PARCO GRAN SASSO: NUCLEI CINOFILI ANTIVELENO IN AZIONE

13 Luglio 2010 16:53

L'Aquila - Cronaca

L’AQUILA  – Dingo, Jonai, Datcha, Maya e Karma sono i cinque cani dell’Unità Cinofila Antiveleno di cui il Parco Nazionale del Gran Sasso e Monti della Laga si è dotato, grazie al progetto europeo Life Antitodo. Di razza pastore belga malinois, labrador e border collier, sotto la guida di due conduttori, nella mattinata di oggi, martedì 13 luglio, nella splendida cornice dell’Orto botanico del Parco, a San Colombo di Barisciano hanno fornito una dimostrazione delle loro capacità nella ricerca di bocconi avvelenati.





La circostanza ha riunito rappresentanti istituzionali ed agenti del Corpo Forestale dello Stato, che collabora in maniera determinante al progetto “Antitodo”, il Direttore Marcello Maranella ed il Servizio Scientifico dell’Ente Parco, capofila del progetto, i rappresentanti dei due partner spagnoli: la Junta de Andalucia e la Regione d’Aragona, la società Alimenti Eukanuba, che ha sponsorizzato il progetto “Antidoto”, provvedendo all’alimentazione dei cani antiveleno. Presente anche il noto studioso e documentarista Francesco Petretti che ha filmato i cani in azione.
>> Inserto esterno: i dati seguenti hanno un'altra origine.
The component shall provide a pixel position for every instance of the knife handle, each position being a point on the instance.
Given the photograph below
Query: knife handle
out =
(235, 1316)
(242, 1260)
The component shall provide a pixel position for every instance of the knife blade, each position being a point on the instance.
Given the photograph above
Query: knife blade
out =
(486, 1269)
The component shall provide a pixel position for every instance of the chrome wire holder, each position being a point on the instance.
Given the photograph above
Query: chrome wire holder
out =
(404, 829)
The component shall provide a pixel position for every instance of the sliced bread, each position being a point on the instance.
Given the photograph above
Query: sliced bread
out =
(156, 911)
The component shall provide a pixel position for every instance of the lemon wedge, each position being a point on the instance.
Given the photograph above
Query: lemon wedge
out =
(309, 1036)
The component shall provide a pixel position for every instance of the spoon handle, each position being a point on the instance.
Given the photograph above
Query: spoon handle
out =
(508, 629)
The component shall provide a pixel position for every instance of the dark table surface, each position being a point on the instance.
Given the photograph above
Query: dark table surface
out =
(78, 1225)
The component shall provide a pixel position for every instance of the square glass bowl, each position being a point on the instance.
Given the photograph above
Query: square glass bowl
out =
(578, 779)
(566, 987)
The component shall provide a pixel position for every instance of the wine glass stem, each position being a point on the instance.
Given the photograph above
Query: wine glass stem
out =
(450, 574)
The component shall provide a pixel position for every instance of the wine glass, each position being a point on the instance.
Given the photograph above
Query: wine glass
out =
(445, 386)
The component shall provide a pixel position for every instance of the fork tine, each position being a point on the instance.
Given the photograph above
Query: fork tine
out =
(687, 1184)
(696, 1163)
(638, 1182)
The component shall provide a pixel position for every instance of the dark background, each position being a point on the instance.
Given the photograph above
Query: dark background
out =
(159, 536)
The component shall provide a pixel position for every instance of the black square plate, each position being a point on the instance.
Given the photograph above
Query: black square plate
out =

Protagonisti assoluti della giornata sono stati naturalmente i cinque bellissimi cani, che hanno dato esaurienti dimostrazioni della loro eccezionale capacità nel fiutare ed individuare i bocconi avvelenati. Quando li trovano, li marcano accovacciandosi nei pressi e segnalandone la presenza ai conduttori, con i quali mostrano di avere un rapporto davvero speciale. In seguito, sono gli agenti del CFS ad occuparsi della repertazione dei campioni, delle indagini investigative e di tutti i passaggi tecnici e legali. Per i cani, la ricompensa è fatta di coccole e giochi.





L’utilizzazione di Nuclei Cinofili Antiveleno è una novità assoluta nel panorama italiano e rappresenterà senz’altro una svolta nella lotta alla barbara pratica che provoca ogni anno migliaia di morti e per combattere la quale non vi era sinora alcun efficace strumento. Il veleno, infatti, non è selettivo e colpisce tanto il cane domestico quanto gli animali selvatici protetti come orso, lupo, aquila reale, gipeto, grifone, nibbio reale e capovaccaio. Muoiono tra atroci sofferenze sia gli animali che si cibano direttamente dei bocconi avvelenati sia quelli necrofagi, cibandosi delle carcasse di animali morti per avvelenamento. Si innesca, in tal modo, un’agghiacciante catena di morte.

I Nuclei Cinofili Antiveleno che il Parco ha a disposizione sono due: il primo composto da tre cani guidati da un conduttore dell’Ente, il secondo composto da due cani guidati da un conduttore del Coordinamento Territoriale per l’Ambiente del Corpo Forestale dello Stato. Entrambi effettueranno sia uscite mirate, ad esempio su segnalazione di casi di sospetto avvelenamento, sia ispezioni preventive sul territorio del Parco, affiancati dagli agenti del Coordinamento Territoriale per l’Ambiente del CFS.